Sono friulano e mi sono sempre meravigliato della similitudine gergale che questi due popoli usano quando s’incontrano e si salutano lungo la strada: mandi e namastè, il primo in friulano e il secondo in nepalese.
La parola namasté significa “mi inchino a te”, e deriva dal sanscrito: namas (inchinarsi, salutare con reverenza) e te (a te). A questa parola è però implicitamente associata una valenza spirituale. Essa può forse essere tradotta, in modo più completo, come saluto (mi inchino a) le qualità divine che sono in te. Unita al gesto di unire le mani e chinare il capo, potrebbe essere resa con: le qualità divine che sono in me si inchinano alle qualità divine che sono in te. il significato ultimo del saluto è quello di riconoscere la sacralità sia di chi porge il saluto che di chi lo riceve
La parola mandi è la formula di saluto in lingua friulana.

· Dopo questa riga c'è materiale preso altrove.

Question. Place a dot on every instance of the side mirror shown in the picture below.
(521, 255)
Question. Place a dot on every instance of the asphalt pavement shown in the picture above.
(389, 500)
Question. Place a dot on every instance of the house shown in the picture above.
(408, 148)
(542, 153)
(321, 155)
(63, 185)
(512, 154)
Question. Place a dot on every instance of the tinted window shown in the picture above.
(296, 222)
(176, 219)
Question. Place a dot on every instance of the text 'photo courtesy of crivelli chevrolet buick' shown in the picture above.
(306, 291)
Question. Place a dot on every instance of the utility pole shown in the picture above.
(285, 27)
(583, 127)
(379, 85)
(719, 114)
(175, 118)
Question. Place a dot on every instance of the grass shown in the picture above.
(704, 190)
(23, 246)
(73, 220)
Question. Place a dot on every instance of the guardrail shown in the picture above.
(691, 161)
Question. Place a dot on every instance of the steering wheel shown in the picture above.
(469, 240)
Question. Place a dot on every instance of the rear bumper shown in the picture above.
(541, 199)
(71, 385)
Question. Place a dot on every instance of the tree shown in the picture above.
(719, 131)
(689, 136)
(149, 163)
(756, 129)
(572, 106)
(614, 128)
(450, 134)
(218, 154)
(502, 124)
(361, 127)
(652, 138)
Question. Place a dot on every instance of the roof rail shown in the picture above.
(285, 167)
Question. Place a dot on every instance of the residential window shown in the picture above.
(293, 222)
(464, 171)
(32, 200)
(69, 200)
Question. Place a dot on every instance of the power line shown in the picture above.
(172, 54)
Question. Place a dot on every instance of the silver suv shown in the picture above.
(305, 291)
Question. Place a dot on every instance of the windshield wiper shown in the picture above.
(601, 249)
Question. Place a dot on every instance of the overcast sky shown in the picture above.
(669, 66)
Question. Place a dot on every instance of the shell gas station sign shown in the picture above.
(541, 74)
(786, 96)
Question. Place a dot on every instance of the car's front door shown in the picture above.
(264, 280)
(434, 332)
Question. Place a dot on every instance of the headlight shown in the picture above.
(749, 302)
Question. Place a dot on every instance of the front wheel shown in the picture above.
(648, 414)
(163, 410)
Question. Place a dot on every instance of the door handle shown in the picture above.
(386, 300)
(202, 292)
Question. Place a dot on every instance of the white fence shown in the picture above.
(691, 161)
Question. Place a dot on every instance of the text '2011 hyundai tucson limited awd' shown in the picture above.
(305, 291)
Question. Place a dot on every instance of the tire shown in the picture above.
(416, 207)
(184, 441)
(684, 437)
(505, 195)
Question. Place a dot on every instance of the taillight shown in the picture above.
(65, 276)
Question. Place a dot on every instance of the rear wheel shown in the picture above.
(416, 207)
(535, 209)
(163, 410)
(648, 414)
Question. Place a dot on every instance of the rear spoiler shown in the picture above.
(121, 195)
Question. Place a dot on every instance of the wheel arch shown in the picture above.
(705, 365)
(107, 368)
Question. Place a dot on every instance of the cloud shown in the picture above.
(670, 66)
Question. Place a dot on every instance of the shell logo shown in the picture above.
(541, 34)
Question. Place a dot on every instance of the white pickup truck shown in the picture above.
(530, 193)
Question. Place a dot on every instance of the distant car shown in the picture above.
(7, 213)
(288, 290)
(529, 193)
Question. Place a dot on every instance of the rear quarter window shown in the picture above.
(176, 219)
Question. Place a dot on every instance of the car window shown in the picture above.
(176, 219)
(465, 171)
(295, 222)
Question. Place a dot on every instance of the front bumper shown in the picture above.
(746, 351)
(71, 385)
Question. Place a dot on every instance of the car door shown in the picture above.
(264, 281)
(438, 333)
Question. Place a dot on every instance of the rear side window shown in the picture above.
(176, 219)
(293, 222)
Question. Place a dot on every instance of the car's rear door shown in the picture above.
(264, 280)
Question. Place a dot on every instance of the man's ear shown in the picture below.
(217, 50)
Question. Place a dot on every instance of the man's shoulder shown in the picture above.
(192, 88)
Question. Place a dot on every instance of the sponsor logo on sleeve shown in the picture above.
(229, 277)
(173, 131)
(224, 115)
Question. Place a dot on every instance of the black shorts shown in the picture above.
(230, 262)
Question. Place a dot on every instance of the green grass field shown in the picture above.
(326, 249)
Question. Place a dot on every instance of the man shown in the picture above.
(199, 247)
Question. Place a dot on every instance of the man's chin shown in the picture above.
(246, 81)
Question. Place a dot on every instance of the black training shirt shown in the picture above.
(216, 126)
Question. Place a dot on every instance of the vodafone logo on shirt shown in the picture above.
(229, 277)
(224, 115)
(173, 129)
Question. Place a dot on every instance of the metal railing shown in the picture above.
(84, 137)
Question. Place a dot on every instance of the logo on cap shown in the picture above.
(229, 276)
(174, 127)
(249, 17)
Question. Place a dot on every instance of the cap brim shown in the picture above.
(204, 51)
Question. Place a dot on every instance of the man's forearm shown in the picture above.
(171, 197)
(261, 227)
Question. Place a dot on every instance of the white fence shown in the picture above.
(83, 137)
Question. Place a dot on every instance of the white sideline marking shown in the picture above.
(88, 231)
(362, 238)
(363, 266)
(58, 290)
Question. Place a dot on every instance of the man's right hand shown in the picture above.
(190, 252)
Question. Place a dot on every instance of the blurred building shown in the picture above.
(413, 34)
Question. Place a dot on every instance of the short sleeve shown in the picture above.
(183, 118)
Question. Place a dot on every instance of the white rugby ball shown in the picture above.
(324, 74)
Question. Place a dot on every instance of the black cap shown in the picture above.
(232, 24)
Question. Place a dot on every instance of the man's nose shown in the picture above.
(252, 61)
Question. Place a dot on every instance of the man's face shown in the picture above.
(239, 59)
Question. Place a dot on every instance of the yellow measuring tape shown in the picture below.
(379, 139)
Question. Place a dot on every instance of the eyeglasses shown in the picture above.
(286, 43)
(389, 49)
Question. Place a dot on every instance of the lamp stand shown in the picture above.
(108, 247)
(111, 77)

È utilizzata come forma di benvenuto/bentrovato soprattutto come formula di commiato. Nel Friuli medioevale, però, si usavano altre formule come, ad esempio, nel 1400 circa: che Deu vi conservi in sanitat (che Dio vi conservi in salute) e la simile del 1429 Deu vi conservi san (Dio vi conservi sano). Il notaio friulano Antonio Belloni, nato a Udine verso il 1479, nelle sue lettere salutava con un stait san (rimanete sano).
Ecco quindi spiegato, anche se in maniera sommaria, come Mandi e Namastè sono in qualche maniera capaci di unirci in un ideale abbraccio tra popoli con culture molto diverse e lontane.